「僕の不幸せな青少年時代 その二十一」


 三月に入ってからというもの、大学に向けの準備でとたんに忙しくなり、僕はめっきり時間の感覚というものを見失っていた。それでも、毎晩詩瑠には会いに行っていたが、来るのが遅いと何度となく叱られた。僕が大学に進学してからと言うもの、何故か調子を取り戻した詩瑠は、ご飯もしっかり食べる様になり、よく笑うようになった。体の方は、相変わらず改善の兆しはなかったが、精神的に充実したことで、まだもう少し生きられるのではないだろうかと主治医も言っていた。それだけに、僕が県外で一人暮らしをすることが、彼女に与えるショックの大きさというものは計り知れない。
 合格した大学は、一つ隣の県にある大学だった。一応、電車で通えない距離ではなかったのだが、朝の五時起きというのは流石に体にきつく、僕は下宿することにした。アパート情報誌から安い物件を探し出して、父さんと一緒に不動産屋に行って物件を借りると、僕は後は一人で引っ越し作業を行った。隣近所への挨拶から、電気・ガスの契約、冷蔵庫やテレビなんていう家電の搬入を行って、なんとか住める状態になったのが、三月の最後の週の出来事だった。大学は、四月の七日から始まる予定だった。四月の六日にでも入居する予定で、僕は地元で過ごす予備校生最後の休日を楽しむ事にした。
 そんなある日、僕の携帯電話に電話がかかってきた。まったく知らない番号で、正直電話に出るか出ないか迷ったのだが、恐る恐る出てみるとそれは予備校の同級生からだった。かなり前、それこそあの予備校に入ったばかりの頃に、色々あってアドレス交換したのだった。きっと連絡することはないだろうと、携帯に登録はしなかったのだが、すっかりと忘れていた。

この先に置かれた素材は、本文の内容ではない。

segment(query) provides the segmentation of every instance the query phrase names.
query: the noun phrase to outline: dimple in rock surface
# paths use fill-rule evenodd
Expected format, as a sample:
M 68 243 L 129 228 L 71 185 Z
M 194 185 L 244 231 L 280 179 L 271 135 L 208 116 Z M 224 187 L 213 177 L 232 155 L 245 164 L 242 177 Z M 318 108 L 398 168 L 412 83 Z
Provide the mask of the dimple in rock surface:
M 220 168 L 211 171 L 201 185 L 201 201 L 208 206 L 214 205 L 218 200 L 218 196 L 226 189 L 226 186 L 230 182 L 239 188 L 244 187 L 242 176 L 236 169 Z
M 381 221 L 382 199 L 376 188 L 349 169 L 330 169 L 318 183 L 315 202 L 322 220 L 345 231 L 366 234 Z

「あのさ、今度あの予備校通ってた奴等で、大学合格したメンバー集めてコンパするんだけどさ、お前も来る? 受かったんだよな、大学?」
「え、あぁ、うん。受かったけど。良いの、僕なんかが行って」
「良いよ良いよ、なに言ってんのさ、同じ予備校の仲間じゃんか」
 受話器の向こうで気さくな声で笑っている彼。なんというか、僕から携帯のアドレスを聞きだした時も、こんな感じだったような気がする。自分の周りの環境を、理想的な環境にするべく率先して整地していく、そういうタイプの人間なのだろう。ほっといてくれ。僕の様に、変わらない物は変わらないと受け止めて、諦めている様な人間に、彼の様に何もかも思い通りに周囲を動かして、動かなくても諦めずに奔走する人間は、疎ましく思えた。
 眩しく感じられたという表現が正しいか。どうして彼にできて、僕にできないのか、その差を考えれば考えるほど、僕は死にたくなってしまうのだ。
「わかった、それじゃ、行かせて貰うよ。場所と時間を教えてくれる」
「おっ、来てくれんの。ありがとー。」
 けれども、そんな疎ましさが今回ばかりは嬉しかった。そういう機会となれば、もしかすると彼女と会えるかもしれない。彼女の様な堅物が、コンパに参加するとはちょっと思えない。それでも彼女にとっては高校卒業の節目であったから、もしかすると参加する気分になるかもしれない。その僅かな可能性にかけて、彼女に会うべく、僕はコンパへの参加を決めた。